Никто ничего не заметит. Сам Гитлер ничего не почувствует. До первых симптомов — возможно, час, два, возможно, больше. У них было время закончить погрузку. У них было время улететь.
А потом… потом начнётся. Не здесь. Где-то в небе.
Голос, готовый сорваться в крик, застрял у Фабера в горле, превратился в ком ледяной ваты. Он просто стоял. Смотрел на Гитлера, сидящего на троне. Смотрел на его руку, он знал, там были два крошечных прокола, глобально изменяющих историю.
Геринг что-то говорил фюреру, жестикулируя в сторону очередной груды. Гитлер кивал, его лицо всё ещё сияло торжеством. Он не чувствовал ничего, кроме упоения властью.
Фабер медленно, очень медленно, сомкнул губы. Он опустил взгляд на свои собственные руки, тоже испачканные синей краской. Он был соучастником. Он был палачом. Он был тем, кто привёл этого человека сюда. И теперь он становился свидетелем. Молчаливым свидетелем того, как слепая природа, древняя, как этот храм, выносила свой собственный, безжалостный приговор.
Он сделал шаг назад, растворившись в тени у стены. Его лицо в полумраке было абсолютно бесстрастным. Внутри же бушевала пустота. Не радость, не триумф, не ужас. Просто пустота огромного, беззвучного падения в бездну, которую он сам и вырыл.
Он не сказал ни слова.
11 февраля, около 11:00. Храм Падманабхасвами, у грузового люка.
Увиденное нужно было осмыслить. Думалось сразу всё и обовсем. Чтобы как то отвлечься от мыслей Фабер сосредоточился на самом простом, на погрузке сокровищ. Но сюрпризы не прекращались. Фабер, стоя в тени и отмечая в блокноте контейнеры, заметил движение. Десантник, только что передавший мешок с изумрудной крошкой, на секунду задержал руку у кармана брюк. Взгляд солдата на миг встретился с Фабером и тут же вильнул в сторону. Фабер перевёл взгляд на других. Всмотрелся.
Они делали это все.

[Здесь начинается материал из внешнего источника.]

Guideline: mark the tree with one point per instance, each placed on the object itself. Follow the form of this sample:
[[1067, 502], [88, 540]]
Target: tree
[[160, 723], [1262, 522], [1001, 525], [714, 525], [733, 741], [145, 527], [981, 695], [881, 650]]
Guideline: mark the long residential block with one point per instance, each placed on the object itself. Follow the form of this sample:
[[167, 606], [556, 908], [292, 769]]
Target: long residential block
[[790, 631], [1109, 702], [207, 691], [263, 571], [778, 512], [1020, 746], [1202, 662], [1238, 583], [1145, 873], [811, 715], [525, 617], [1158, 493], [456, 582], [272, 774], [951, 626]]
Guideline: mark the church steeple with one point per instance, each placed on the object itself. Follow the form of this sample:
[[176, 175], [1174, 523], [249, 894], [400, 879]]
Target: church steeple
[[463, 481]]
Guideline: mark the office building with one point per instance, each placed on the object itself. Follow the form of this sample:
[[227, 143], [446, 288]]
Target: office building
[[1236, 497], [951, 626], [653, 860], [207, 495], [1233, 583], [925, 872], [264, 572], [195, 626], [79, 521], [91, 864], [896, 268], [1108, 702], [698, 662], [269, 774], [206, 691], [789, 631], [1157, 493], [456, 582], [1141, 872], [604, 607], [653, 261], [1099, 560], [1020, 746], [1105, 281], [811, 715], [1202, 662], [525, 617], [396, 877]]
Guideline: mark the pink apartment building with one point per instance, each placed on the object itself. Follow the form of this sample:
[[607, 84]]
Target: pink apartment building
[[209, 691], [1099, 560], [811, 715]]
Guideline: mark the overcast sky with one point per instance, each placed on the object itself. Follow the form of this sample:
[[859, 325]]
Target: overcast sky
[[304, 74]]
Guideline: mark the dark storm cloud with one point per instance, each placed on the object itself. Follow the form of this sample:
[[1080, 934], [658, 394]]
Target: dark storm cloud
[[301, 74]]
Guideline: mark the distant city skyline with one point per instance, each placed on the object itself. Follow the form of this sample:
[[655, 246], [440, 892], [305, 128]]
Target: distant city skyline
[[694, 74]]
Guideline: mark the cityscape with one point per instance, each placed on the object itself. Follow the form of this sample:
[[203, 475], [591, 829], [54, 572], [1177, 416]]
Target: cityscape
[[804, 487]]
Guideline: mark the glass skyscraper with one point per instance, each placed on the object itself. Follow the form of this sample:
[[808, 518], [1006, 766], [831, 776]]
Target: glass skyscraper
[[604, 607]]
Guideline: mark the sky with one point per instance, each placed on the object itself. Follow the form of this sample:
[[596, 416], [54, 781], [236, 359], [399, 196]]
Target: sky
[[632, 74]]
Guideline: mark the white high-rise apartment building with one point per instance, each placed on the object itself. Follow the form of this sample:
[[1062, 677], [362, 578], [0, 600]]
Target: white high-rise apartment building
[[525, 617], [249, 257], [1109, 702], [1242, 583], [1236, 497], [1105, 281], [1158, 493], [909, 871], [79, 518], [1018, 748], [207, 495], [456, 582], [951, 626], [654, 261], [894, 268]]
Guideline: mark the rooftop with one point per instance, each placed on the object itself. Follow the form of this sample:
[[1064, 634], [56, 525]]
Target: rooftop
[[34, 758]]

Абсолютно все.
Офицер, кричавший «Шнель!», наклонялся поправить сапог, и в этот момент в разрез голенища исчезала горсть рубинов в платке. Рядовой, тащивший слиток, прижимал его к груди, а другой рукой засовывал в карман брюк плоский, как лезвие, алмазный поясок. Даже обершарфюрер, надзиравший за погрузкой трона, с деловитым видом подобрал отлетевший из под ног сапфир, осмотрел и сунул в карман.
Золото в основном не трогали. Золото было тяжёлым, звонким, его сложно спрятать. Вероятно понимали, сто его обнаружат на контроле. А эти камешки… Эти алмазы, изумруды, рубины — они были в их глазах идеальной добычей. Невесомые, незвучные, невидимые. Один такой камешек, зашитый в подкладку, в подошву, — это был билет в сытую, тихую жизнь. На него можно было купить дом, вытащить семью из нищеты. Это был инстинкт нищеты. Инстинкт выживания, прорывавшийся наружу, когда вокруг лежали целые горы, на которые всем было наплевать.
«Это всего лишь золото», — сказал фюрер. Для него — да, но для этих людей, выросших в разрухе, каждый спрятанный камень был всем. Их личной, тайной «Валгаллой».
Фабер смотрел на них, и мысль, посетившая его внизу, у трона, обретала плоть.
Смотрите на ваших сверхчеловеков, мой фюрер. Они не творят историю. Они воруют. Как самые худшие шудры, крадущие крохи со стола господ.